May 06, 2008 - Current Activity

PHP 5.2.6 Released

PHP has released version 5.2.6 to address multiple vulnerabilities. These vulnerabilities include

• an error in FastCGI SAPI which may result stack-based buffer overflow
• an integer overflow in printf()
• an error in init_request_info(), which may result in a buffer overflow
  
• an error in cURL, which may result in safe_mode bypass
• improper handling of input passed to escapeshellcmd()
• a boundary error in the bundled version of the PCRE library
  

Common Data Format Buffer Overflow Vulnerability

NASA has issued an advisory regarding a vulnerability in Common Data Format (CDF) version 3.2 and earlier. This vulnerability is due to a buffer overflow condition in the handling of specially-crafted CDF files. Exploitation of this vulnerability may allow an attacker to execute arbitrary code.

US-CERT encourages users to review the NASA advisory and update to CDF 3.2.1 to help mitigate the risk.

US-CERT will provide additional information as it becomes available.

WordPress Vulnerabilities

WordPress has released version 2.5.1 to address multiple vulnerabilities.
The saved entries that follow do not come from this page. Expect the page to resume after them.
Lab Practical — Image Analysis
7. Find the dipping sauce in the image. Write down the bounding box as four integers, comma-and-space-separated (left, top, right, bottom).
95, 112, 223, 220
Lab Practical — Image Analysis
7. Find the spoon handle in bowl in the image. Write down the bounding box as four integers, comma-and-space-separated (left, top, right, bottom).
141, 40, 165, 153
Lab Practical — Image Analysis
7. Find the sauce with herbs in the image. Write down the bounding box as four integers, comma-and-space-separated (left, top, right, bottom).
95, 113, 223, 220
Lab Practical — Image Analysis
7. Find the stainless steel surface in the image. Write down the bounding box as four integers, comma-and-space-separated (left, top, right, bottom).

These vulnerabilities may allow an attacker to bypass security restrictions or conduct a cross-site scripting attack.

US-CERT encourages users to review the WordPress 2.5.1 release notes and apply any necessary updates.
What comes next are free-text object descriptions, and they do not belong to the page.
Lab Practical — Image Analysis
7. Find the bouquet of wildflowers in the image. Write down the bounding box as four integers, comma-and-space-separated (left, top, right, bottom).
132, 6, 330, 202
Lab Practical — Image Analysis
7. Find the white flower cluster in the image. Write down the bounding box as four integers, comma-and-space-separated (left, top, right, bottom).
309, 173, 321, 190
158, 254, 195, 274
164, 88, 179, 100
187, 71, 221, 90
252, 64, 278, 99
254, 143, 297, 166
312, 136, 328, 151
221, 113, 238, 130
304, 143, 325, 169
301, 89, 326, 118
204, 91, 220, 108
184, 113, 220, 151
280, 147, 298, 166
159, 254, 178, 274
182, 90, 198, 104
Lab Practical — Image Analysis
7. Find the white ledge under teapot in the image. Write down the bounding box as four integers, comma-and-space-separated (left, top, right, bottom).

Compromised Websites Hosting Malicious JavaScript

US-CERT is following reports of SQL injection attacks that have compromised a large number of legitimate websites. The compromised websites contain injected JavaScript that attempts to exploit multiple, known vulnerabilities. Users who visit a compromised website may unknowingly execute malicious code.

US-CERT encourages users to do the following to help mitigate the risks of this and similar attacks:

• Regularly apply software updates and patches provided by vendors.
• Disable JavaScript and ActiveX as described in the Securing Your Web Browser document.
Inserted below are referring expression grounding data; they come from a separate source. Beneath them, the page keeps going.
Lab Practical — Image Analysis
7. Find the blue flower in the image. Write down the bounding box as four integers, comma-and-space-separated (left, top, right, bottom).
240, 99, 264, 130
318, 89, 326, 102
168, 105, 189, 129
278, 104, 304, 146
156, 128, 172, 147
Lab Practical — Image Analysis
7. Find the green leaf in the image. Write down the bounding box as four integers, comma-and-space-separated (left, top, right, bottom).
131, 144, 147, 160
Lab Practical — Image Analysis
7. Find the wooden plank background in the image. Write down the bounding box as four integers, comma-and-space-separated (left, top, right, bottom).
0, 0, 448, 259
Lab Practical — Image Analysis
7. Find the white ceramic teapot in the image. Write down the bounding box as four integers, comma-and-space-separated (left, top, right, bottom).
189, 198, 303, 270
HP Software Update Vulnerabilities

US-CERT is aware of reports of multiple vulnerabilities affecting HP Software Update. These vulnerabilities are due to insecure methods in multiple ActiveX controls. Exploitation of these vulnerabilities may allow a remote attacker to execute arbitrary code or view or modify sensitive information.

US-CERT encourages users to do the following to help mitigate the risks:

• Review the HP Support document and update to HP Software Update v4.000.010.008.
• Set the kill bit for the CLSIDs listed in the HP Support document.
• Disable ActiveX as described in the Securing Your Web Browser document.

IRS Rebate Phishing Scam

US-CERT is aware of a public report indicating that a phishing scam is circulating. This scam is related to the U.S. Internal Revenue Service economic stimulus rebate and arrives via email messages that appear to be from the IRS. The messages include text that attempts to convince users to follow a link to a website before a deadline to expedite the rebate process. This website requests that the user provide bank account information.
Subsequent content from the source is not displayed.